Question

If 3x-2y=11 and xy=12, find the value of $27x^{3}-8y^{3}$.

Answer 1

Hint: In this question we have given 3x-2y=11 and xy=12, and we have to find the value of $27x^{3}-8y^{3}$, so for this we have to write this: $27x^{3}-8y^{3}$ as $\left( a^{3}-b^{3}\right) $ form and after that we have to use one formula, that is, $\left( a^{3}-b^{3}\right) =\left( a-b\right) \left( a^{2}+ab+b^{2}\right) $, by which we will get our required solution.

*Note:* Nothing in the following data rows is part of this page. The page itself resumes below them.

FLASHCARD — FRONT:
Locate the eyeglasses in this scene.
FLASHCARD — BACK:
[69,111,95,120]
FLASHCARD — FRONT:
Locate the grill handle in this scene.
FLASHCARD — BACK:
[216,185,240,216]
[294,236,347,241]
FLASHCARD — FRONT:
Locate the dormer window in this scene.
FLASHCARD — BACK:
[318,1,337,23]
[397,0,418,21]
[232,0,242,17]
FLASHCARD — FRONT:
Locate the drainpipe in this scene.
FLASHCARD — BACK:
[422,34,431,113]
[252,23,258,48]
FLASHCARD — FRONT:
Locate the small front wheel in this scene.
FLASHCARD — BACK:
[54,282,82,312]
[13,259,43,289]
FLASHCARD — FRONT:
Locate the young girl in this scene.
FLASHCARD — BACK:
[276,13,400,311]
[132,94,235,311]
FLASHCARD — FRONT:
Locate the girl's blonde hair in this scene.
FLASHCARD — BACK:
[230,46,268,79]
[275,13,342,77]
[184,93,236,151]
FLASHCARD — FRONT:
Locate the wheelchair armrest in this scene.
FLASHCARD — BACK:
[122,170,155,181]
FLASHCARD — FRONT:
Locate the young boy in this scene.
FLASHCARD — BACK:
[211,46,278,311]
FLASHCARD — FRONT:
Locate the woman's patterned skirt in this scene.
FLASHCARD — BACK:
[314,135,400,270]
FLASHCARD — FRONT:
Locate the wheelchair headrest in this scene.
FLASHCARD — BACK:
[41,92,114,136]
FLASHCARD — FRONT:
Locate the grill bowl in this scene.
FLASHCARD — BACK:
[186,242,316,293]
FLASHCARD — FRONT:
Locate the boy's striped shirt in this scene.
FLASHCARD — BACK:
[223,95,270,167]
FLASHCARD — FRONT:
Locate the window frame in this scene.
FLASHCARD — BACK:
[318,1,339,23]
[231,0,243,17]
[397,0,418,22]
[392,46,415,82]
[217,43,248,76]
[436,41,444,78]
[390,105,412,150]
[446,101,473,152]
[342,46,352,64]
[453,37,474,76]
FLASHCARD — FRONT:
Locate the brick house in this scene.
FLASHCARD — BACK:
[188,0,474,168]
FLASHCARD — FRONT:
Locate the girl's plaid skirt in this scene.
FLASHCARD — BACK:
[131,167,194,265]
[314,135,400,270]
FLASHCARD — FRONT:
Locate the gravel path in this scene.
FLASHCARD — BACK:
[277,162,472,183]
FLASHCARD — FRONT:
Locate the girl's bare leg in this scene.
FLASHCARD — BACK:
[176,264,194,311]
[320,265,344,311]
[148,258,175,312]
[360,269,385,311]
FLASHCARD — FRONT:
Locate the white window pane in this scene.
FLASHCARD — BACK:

Complete step-by-step solution:
Given conditions are
3x-2y=11 …………………….equation(1)
xy=12 ………………………..equation(2)
Now, $27x^{3}-8y^{3}$ this can be written as,
$27x^{3}-8y^{3}$
$=3^{3}\times x^{3}-2^{3}\times y^{3}$
$=\left( 3x\right)^{3} -\left( 2y\right)^{3} $ [since, as we know that $a^{n}\times b^{n}=\left( ab\right)^{n} $]
Now by using $\left( a^{3}-b^{3}\right) =\left( a-b\right) \left( a^{2}+ab+b^{2}\right) $..........equation(3)
We get,
$=\left( 3x\right)^{3} -\left( 2y\right)^{3} $ [ we have used a=3x and b=2y]
$=\left( 3x-2y\right) \left\{ \left( 3x\right)^{2} +\left( 3x\right) \left( 2y\right) +\left( 2y\right)^{2} \right\} $
$=\left( 3x-2y\right) \left\{ \left( 3x\right)^{2} +6xy+\left( 2y\right)^{2} \right\} $
$=11\times \left\{ \left( 3x\right)^{2} +6\times 12+\left( 2y\right)^{2} \right\} $ [using equation(1) and (2)]
$=11\times \left\{ \left( 3x\right)^{2} +\left( 2y\right)^{2} +72\right\} $ ………...equation(4)

So to find the solution of the above equation, we have to find the value of $\left( 3x\right)^{2} +\left( 2y\right)^{2} $, so for this we have to use identity , that is, $ \left( a\right)^{2} +\left( b\right)^{2} =\left( a-b\right)^{2} +2ab$
So by the above formula we can write $\left( 3x\right)^{2} +\left( 2y\right)^{2} $ as,
$\left\{ \left( 3x-2y\right)^{2} +2\left( 3x\right) \left( 2y\right) \right\} $
=$\left\{ \left( 3x-2y\right)^{2} +12xy\right\} $
=$\left\{ \left( 11\right)^{2} +12\times 12\right\} $ [using equation (1) and (2)]
=121+144=265.

So therefore, we get $\left( 3x\right)^{2} +\left( 2y\right)^{2} $ =265.
Now putting the value of $\left( 3x\right)^{2} +\left( 2y\right)^{2} $ in equation(4), we get,
$11\times \left\{ \left( 3x\right)^{2} +\left( 2y\right)^{2} +72\right\} $
=$11\times \left\{ 265+72\right\} $
=$11\times 337$=3707.

Therefore, we can write $27x^{3}-8y^{3}$=3707, which is our required solution.

Note: To solve this type of problems we need to keep in mind those formulas that we have used in this solution, also you might get confused that why we separately find the value of $\left( 3x\right)^{2} +\left( 2y\right)^{2} $, because in this question we have given only the values of 3x-2y=11 and xy=12 and there is no direct value of $\left( 3x\right)^{2} +\left( 2y\right)^{2} $ , so we have to use these( i.e,3x-2y=11 and xy=12) to find its value.